Reversing bits in a byte

[88888 Dihedral]

Oscar Benjamin於 2013年3月12日星期二UTC+8下午11時44分50秒寫道：
> On 12 March 2013 14:59, Oscar Benjamin <oscar.j.benjamin at gmail.com> wrote:
> 
> > Numpy and matplotlib will do what you want:
> 
> >
> 
> > import numpy as np
> 
> > import matplotlib.pyplot as plt
> 
> >
> 
> > def bits_to_ndarray(bits, shape):
> 
> >     abytes = np.frombuffer(bits, dtype=np.uint8)
> 
> >     abits = np.zeros(8 * len(abytes), np.uint8)
> 
> >     for n in range(8):
> 
> >         abits[n::8] = (abytes % (2 ** (n+1))) != 0
> 
> 
> 
> Whoops! The line above should be
> 
>         abits[n::8] = (abytes & (2 ** n)) != 0
> 
> 
> 
> >     return abits.reshape(shape)
> 
> >
> 
> > # 8x8 image = 64 bits bytes object
> 
> > bits = b'\x00\xff' * 4
> 
> >
> 
> > img = bits_to_ndarray(bits, shape=(8, 8))
> 
> > plt.imshow(img)
> 
> > plt.show()
> 
> >
> 
> >
> 
> > Oscar

Now the dram is so cheap in the street.
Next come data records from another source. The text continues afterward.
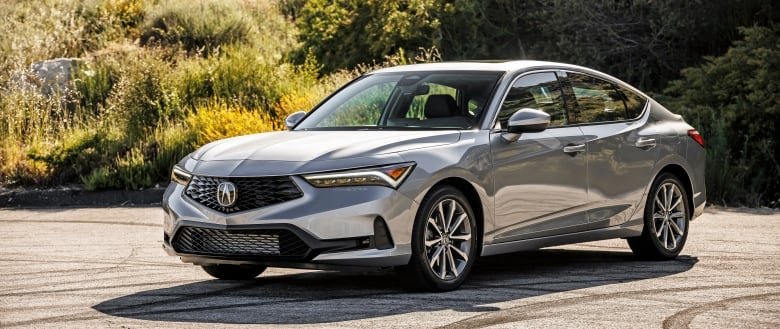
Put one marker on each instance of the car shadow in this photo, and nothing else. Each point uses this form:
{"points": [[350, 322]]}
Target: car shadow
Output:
{"points": [[326, 296]]}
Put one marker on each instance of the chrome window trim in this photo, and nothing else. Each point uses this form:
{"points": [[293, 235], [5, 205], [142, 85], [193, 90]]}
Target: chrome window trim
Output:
{"points": [[497, 109]]}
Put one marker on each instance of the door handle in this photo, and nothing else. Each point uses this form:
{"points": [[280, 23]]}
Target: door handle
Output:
{"points": [[645, 143], [573, 149]]}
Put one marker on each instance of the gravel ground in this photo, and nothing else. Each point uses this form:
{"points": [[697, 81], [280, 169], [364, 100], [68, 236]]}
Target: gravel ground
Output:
{"points": [[104, 267]]}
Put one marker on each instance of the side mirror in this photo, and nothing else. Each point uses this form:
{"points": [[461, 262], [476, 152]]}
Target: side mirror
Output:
{"points": [[525, 121], [293, 119]]}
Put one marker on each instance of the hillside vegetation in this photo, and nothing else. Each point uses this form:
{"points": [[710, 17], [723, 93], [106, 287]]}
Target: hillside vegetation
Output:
{"points": [[155, 79]]}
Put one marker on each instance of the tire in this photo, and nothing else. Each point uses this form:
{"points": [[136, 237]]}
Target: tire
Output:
{"points": [[666, 221], [445, 261], [233, 272]]}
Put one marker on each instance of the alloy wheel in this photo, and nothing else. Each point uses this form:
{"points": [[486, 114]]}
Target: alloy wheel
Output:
{"points": [[669, 216], [448, 239]]}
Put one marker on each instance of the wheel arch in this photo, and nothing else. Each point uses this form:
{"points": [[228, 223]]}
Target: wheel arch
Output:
{"points": [[468, 190], [681, 174]]}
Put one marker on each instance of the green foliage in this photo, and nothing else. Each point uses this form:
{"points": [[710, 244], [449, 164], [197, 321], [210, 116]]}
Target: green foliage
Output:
{"points": [[200, 26], [643, 42], [734, 100], [243, 76], [344, 33]]}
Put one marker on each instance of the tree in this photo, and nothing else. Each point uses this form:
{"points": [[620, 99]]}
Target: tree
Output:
{"points": [[734, 100]]}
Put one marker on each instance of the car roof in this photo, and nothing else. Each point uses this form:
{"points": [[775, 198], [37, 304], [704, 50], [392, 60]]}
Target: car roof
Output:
{"points": [[495, 65]]}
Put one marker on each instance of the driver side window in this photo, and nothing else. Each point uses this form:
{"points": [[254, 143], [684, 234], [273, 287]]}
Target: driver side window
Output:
{"points": [[539, 91]]}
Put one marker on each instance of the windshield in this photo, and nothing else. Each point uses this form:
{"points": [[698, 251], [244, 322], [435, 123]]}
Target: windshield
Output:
{"points": [[406, 100]]}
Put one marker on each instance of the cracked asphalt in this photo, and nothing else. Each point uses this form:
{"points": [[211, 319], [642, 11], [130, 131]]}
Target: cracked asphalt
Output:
{"points": [[104, 267]]}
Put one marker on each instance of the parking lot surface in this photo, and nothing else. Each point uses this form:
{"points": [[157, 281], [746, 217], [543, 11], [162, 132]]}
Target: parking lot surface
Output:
{"points": [[104, 267]]}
Please type in a tuple of 
all 8 bit inversions  from the index to the result then just take a look up
by the index to solve the problem. 

# there are ways to exchange the top 4 bits and the low 4bits, then swap
inside the nibbles then swap the 4 2bit pairs in the old way.